Measurement of albumin, calcium concentration was also done. We corrected serum calcium levels for albumin for deranged albumin levels using the following formula: Corrected calcium (mmol/L) = measured serum calcium + [(normal albumin − patient’s albumin) × 0.02]. Hypocalcaemia was defined as serum calcium concentration corrected for albumin < 2.2 mmol/L.
Statistical analysis
Data was entered into entered into SPSS version 21 and excel and exported to STATA 15 software for analysis. Participant characteristics were summarized into means and standard deviations for continuous variables that were normally distributed and medians with their 25th and 75th percentiles for continuous variables that were not normally distributed. Patient demographic and clinical characteristic were summarized as frequencies and proportions. Using a mean pain, stiffness and physical function severity score (total WOMAC score) of 57.2 determined by the WOMAC tool with a standard deviation of 17.6 from a cross-sectional study carried out in patients with osteoarthritis in Turkey [9], sample size estimation for mean in one group was used for sample size calculation. A sample size of 107 patients was obtained and it powered the study to 80%.

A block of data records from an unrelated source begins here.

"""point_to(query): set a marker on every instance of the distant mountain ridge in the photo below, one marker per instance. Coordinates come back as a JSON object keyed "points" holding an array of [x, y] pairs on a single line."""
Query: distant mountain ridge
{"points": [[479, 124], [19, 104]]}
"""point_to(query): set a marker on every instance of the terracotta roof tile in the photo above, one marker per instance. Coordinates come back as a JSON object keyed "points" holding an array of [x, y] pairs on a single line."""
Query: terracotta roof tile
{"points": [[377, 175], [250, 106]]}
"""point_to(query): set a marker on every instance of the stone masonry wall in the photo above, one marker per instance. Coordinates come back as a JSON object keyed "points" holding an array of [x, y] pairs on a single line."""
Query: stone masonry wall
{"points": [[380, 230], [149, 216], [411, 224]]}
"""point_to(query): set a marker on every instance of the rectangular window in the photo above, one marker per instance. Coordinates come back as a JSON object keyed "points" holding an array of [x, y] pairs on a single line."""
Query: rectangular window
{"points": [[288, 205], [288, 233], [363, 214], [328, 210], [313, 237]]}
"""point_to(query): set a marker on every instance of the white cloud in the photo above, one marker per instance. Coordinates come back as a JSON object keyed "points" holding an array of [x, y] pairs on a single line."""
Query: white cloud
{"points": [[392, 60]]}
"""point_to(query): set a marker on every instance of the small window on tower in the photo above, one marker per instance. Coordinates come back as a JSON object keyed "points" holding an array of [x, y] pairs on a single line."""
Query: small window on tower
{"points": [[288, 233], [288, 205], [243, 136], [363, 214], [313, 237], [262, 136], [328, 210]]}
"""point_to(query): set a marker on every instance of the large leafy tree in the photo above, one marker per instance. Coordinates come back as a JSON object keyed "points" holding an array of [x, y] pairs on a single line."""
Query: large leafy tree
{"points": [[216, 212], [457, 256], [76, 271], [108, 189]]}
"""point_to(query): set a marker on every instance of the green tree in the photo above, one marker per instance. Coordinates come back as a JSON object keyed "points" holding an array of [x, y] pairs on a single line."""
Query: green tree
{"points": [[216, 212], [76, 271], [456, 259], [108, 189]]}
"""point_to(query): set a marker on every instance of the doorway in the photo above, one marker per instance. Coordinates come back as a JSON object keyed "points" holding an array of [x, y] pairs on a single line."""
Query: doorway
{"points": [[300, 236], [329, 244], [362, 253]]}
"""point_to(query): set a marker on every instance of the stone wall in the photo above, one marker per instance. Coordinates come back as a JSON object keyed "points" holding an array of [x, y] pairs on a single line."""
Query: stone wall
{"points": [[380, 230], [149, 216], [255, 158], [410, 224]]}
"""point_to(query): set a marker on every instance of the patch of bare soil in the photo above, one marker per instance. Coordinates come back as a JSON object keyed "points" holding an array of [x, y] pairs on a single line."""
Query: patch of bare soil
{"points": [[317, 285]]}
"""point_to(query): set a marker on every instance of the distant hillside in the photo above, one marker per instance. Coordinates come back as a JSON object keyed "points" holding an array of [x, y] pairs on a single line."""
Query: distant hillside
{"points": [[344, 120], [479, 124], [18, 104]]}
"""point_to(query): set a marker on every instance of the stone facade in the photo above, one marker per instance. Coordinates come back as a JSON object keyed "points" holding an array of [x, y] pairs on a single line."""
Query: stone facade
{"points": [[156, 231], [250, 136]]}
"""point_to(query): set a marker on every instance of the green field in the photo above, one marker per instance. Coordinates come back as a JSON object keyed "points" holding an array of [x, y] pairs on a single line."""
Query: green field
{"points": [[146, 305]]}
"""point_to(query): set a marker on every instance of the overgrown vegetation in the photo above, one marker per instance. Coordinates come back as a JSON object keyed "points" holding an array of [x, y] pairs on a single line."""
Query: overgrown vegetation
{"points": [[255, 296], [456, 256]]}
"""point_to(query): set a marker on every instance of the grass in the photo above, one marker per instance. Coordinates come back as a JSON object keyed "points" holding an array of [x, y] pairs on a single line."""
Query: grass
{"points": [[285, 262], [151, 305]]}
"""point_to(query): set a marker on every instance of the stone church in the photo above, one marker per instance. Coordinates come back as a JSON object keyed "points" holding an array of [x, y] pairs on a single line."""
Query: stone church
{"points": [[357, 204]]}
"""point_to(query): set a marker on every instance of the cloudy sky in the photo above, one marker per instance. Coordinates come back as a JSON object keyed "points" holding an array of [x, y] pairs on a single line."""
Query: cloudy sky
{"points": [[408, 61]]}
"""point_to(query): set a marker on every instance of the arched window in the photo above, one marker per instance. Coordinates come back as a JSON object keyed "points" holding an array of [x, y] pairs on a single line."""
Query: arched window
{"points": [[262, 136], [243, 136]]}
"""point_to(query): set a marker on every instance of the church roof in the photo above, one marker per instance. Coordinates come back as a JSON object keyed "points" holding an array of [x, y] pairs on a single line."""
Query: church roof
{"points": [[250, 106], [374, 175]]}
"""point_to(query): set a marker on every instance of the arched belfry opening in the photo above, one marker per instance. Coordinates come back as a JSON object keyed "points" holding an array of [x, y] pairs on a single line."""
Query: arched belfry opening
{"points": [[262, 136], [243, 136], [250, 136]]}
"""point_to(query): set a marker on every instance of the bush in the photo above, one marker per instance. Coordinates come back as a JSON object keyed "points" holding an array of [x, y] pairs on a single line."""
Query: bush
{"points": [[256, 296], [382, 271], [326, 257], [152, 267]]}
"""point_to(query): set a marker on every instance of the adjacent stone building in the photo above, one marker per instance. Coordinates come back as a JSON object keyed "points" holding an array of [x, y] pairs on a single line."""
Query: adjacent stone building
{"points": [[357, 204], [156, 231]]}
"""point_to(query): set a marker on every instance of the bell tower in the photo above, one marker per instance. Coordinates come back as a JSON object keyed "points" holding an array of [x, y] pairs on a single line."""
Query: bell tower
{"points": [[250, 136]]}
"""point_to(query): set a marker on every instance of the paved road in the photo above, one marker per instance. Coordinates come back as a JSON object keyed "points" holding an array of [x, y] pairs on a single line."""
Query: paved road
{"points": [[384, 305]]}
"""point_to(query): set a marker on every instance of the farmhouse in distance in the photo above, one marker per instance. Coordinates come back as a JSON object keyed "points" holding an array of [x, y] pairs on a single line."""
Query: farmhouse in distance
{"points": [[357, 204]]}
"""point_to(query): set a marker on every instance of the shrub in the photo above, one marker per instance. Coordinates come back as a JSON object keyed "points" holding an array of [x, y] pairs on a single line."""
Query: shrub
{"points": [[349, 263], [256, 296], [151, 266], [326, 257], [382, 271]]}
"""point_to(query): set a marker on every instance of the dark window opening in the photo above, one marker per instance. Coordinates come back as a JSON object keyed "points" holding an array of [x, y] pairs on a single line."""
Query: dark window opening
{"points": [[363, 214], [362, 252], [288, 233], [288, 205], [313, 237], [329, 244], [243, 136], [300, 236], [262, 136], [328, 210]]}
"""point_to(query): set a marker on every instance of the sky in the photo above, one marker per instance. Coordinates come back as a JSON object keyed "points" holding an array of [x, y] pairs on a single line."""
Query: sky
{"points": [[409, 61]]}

The distribution of serum vitamin D levels was summarized as mean and its standard deviation because it was normally distributed. Joint pain, stiffness, physical function and total WOMAC scores were summarized into medians with their 25th and 75th percentiles because they were not normally distributed. The Spearman’s rank correlation was used to see the relationship between joint pain, stiffness, physical function, total WOMAC score and serum vitamin D levels. The coefficients were considered statistically significant, if they had a p value < 0.05.
Study approval
Ethical clearance to carry out the study was obtained from the Department of Medicine Makerere University College of Health Sciences and the School of Medicine Research and Ethics Committee; Ref No: 2020-015. All study participants provided written informed consent before enrolment into the study. The result was explained to the patient/caretaker by telephone and suboptimal serum vitamin D levels were replaced.